From the perspective of questioning the Bible in order to question ourselves as an act of faithfulness, I find that blindness quite alarming. We are justifying genocide in the name of God, echoing the logic of dehumanizing victims which we see repeated over and over again in the history of genocides, and everyone just nods their heads and whispers "amen."
We think we are defending God in justifying this, but is that really what God desires? Is that really what faithfulness looks like? Blindly following, even when we know it is a moral atrocity we are advocating? Shutting down our moral brain and conscience?
No, I question because I believe. The most deadly sin is the sin we cannot see because we wrap it up in religious language, like a wolf in sheep's clothing.
The key purpose of the Bible is to model for us how we should live. To read the Bible as a Christian is to read it normatively, so that it shapes our lives. Because of that, we must question when we read, because when we do we are questioning ourselves and how we can apply the teaching of scripture in a way that is good, in a way that points us to life and love.
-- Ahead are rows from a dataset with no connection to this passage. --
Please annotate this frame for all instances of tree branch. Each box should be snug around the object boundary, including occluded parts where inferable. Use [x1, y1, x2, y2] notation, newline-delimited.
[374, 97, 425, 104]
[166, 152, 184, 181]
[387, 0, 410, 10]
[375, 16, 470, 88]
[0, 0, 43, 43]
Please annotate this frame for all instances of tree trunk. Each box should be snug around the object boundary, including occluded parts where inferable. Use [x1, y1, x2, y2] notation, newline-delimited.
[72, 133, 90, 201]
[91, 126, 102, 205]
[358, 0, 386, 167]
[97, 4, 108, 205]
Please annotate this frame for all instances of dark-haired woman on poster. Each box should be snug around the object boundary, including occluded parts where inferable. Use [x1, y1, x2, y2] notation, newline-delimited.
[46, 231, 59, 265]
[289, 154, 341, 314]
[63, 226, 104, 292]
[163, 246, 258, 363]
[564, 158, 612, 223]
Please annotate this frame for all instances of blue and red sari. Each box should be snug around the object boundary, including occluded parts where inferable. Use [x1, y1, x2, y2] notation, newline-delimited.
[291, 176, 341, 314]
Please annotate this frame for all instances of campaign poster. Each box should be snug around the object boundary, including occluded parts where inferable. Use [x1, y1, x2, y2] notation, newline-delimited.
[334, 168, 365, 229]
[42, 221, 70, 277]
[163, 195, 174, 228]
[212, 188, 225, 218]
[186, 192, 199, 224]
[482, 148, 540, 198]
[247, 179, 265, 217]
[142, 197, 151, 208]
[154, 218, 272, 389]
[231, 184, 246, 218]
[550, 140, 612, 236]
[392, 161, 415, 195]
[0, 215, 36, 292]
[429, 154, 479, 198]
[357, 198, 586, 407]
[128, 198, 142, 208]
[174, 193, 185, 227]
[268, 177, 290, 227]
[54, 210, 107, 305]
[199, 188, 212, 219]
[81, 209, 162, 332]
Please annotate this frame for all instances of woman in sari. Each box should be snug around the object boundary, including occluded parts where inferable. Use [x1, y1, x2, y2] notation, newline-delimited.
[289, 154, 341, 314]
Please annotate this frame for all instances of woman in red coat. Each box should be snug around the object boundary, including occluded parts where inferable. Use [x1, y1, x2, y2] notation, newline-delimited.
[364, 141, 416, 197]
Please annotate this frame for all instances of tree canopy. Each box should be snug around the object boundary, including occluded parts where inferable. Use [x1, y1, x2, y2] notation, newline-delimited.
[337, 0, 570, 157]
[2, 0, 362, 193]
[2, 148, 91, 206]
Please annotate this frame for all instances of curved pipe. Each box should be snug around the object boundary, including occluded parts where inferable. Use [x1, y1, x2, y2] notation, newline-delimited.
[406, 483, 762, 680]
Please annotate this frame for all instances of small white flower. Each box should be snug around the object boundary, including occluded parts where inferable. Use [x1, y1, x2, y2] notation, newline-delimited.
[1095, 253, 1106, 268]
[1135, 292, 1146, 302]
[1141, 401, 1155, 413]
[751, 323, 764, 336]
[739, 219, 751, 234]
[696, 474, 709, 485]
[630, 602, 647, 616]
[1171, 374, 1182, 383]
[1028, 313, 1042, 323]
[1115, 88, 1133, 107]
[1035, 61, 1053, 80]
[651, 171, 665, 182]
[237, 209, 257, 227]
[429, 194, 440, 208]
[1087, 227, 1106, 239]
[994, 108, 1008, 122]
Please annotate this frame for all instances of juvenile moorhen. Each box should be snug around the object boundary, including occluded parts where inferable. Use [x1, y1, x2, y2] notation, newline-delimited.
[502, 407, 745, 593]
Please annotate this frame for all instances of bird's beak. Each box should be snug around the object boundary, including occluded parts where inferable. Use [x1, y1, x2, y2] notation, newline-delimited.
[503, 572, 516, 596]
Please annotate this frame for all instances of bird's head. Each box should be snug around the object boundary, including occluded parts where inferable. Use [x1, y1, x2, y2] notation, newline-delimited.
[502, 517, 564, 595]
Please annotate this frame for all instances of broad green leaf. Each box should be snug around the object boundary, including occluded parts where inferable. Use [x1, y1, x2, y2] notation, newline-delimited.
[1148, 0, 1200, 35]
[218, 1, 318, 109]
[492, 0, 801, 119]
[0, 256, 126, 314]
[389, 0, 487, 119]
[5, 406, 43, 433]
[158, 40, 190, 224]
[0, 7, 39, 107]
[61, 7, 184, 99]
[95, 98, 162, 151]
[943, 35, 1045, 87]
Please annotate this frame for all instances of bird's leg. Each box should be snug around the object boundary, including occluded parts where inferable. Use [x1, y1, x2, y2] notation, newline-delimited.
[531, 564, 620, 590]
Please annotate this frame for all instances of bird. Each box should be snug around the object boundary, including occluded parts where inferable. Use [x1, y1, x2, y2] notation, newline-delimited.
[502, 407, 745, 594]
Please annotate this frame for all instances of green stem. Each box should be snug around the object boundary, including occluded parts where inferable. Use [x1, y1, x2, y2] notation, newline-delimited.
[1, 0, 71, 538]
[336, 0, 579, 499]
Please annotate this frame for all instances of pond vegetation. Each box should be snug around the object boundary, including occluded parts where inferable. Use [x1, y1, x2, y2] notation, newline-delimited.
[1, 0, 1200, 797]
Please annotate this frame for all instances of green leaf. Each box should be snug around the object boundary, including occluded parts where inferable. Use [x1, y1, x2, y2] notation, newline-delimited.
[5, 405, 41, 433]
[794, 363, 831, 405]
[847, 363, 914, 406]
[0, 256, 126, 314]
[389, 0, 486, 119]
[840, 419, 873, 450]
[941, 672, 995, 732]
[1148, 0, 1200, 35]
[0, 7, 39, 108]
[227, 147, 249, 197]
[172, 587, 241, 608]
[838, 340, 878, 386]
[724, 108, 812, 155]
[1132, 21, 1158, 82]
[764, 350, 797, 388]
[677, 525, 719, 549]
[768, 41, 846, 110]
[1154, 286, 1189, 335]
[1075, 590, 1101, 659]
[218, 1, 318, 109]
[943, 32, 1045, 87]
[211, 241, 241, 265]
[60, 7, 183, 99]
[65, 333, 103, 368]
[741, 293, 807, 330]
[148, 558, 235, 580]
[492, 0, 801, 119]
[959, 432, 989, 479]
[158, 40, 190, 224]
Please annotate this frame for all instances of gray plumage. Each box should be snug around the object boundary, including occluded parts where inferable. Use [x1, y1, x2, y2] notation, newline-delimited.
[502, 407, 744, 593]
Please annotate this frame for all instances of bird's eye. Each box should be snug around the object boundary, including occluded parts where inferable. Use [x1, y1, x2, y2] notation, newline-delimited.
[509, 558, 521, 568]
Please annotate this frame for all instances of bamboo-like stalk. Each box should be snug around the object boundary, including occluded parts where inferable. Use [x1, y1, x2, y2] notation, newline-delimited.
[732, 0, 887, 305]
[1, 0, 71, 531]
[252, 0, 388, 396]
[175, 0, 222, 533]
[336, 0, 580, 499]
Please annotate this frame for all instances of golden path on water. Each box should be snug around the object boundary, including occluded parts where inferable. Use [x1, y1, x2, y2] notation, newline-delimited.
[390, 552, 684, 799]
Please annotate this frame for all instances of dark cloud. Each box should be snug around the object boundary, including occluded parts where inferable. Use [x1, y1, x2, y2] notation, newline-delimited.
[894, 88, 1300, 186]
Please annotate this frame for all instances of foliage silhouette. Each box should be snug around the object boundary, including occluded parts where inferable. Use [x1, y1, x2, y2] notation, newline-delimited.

Now, working through the troubling parts of the multivocal witness of scripture is a complex task. There are things we can struggle with in both the Old and New Testaments. Doing this is obviously too big a topic to cover in a single blog post. However the basic stance of questioning the Bible as a Christian obligation is the starting point for this. Questioning is absolutely imperative if we wish to read the Bible morally, if we wish to have the Bible shape how we see God and how we live. That's where we need to begin. Questioning is inseparable from faithfulness.